Texas-no-state-estate-tax — the genuine advantage

Texas has no state estate tax and no state inheritance tax — and no state income tax, so trust income earned and accumulated in Texas isn't subject to state income tax. This is meaningfully better than the situation in states like Washington (state estate tax with a $2.193M exemption), Massachusetts ($2M), Oregon ($1M), or Pennsylvania (inheritance tax with no exemption for most beneficiaries). For families considering relocation from a state-estate-tax state to Texas, the long-run tax savings can be substantial — see the broader Texas tax discussion.

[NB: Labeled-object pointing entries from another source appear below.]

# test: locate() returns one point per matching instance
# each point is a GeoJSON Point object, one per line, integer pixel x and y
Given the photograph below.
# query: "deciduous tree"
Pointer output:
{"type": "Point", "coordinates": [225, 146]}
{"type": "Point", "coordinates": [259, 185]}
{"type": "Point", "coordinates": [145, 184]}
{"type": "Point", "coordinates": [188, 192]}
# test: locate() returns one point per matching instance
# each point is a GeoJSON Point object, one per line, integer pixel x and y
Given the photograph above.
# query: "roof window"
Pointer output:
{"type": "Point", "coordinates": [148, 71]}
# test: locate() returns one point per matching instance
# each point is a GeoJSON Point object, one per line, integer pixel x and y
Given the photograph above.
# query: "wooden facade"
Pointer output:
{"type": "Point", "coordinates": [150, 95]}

Independent administration — Texas probate's superpower

A will drafted with the language 'I direct that no other action shall be had in the County Court in relation to the settlement of my estate than the probating and recording of this Will and the return of an inventory, appraisement and list of claims of my estate' triggers independent administration. Under independent administration, the executor handles the estate without ongoing court supervision after the initial probate filing — paying debts, selling assets, distributing inheritances — at a pace and cost dramatically lower than the supervised administrations required in most other states. Texas wills should almost always include this language; ones drafted in other states often don't.

Charitable strategies

For charitably-inclined families, several Texas-friendly tools: qualified charitable distributions (QCDs) from IRAs starting at 70½, donor-advised funds for bunching contributions in high-income years, charitable remainder trusts for retained-income with reduced tax cost, and outright bequests by will or beneficiary designation (a charity-named-as-beneficiary on a traditional IRA receives the funds tax-free, while individual heirs would owe ordinary income tax on the same funds).

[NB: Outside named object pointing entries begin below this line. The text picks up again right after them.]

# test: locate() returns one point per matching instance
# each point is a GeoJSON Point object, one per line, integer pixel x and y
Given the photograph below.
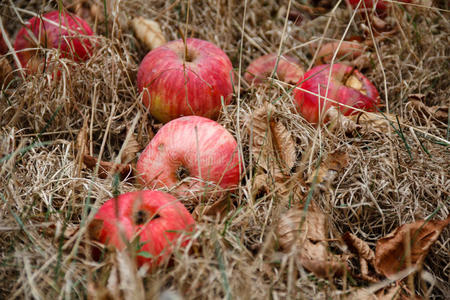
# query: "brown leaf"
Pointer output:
{"type": "Point", "coordinates": [358, 246]}
{"type": "Point", "coordinates": [94, 228]}
{"type": "Point", "coordinates": [307, 231]}
{"type": "Point", "coordinates": [329, 170]}
{"type": "Point", "coordinates": [106, 168]}
{"type": "Point", "coordinates": [347, 51]}
{"type": "Point", "coordinates": [374, 121]}
{"type": "Point", "coordinates": [273, 148]}
{"type": "Point", "coordinates": [439, 113]}
{"type": "Point", "coordinates": [148, 32]}
{"type": "Point", "coordinates": [214, 209]}
{"type": "Point", "coordinates": [130, 150]}
{"type": "Point", "coordinates": [284, 146]}
{"type": "Point", "coordinates": [284, 187]}
{"type": "Point", "coordinates": [391, 255]}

Special situations to flag for the attorney

Blended families with children from prior marriages — qualified terminable interest property (QTIP) trusts or other structures can provide for a surviving spouse while preserving inheritance for first-marriage children. Beneficiaries with special needs — direct inheritance can disqualify the beneficiary from means-tested benefits; a third-party special-needs trust solves this. Beneficiaries with creditor or divorce concerns — discretionary trusts provide protection. Out-of-state real property — consider holding through an LLC or transferring to a revocable trust to avoid ancillary probate. Significant retirement-account balances — see-through trust language is important if a trust is named as beneficiary of an IRA.

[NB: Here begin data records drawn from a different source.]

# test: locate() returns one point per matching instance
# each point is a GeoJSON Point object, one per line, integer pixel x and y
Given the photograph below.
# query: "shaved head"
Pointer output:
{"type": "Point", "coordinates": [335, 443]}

What I coordinate vs. what the attorney drafts

Estate plans must be drafted by a qualified Texas estate attorney — that's not a service I provide, and it's not a place to economize. My role is the coordination layer: making sure the IRA, 401(k), and Roth beneficiary designations match the plan the attorney designed, that account titling reflects the community/separate characterization the documents assume, that life insurance beneficiaries are current and named in the correct order (primary, contingent, ultimate), and that the executor named in the will actually has access to the information they'll need. We review this annually — beneficiary forms drift surprisingly quickly.

Disclaimer. This material is for general information only and is not intended to provide specific advice or recommendations for any individual. Consult a qualified professional regarding your specific situation. Investing involves risk including possible loss of principal; past performance is not indicative of future results.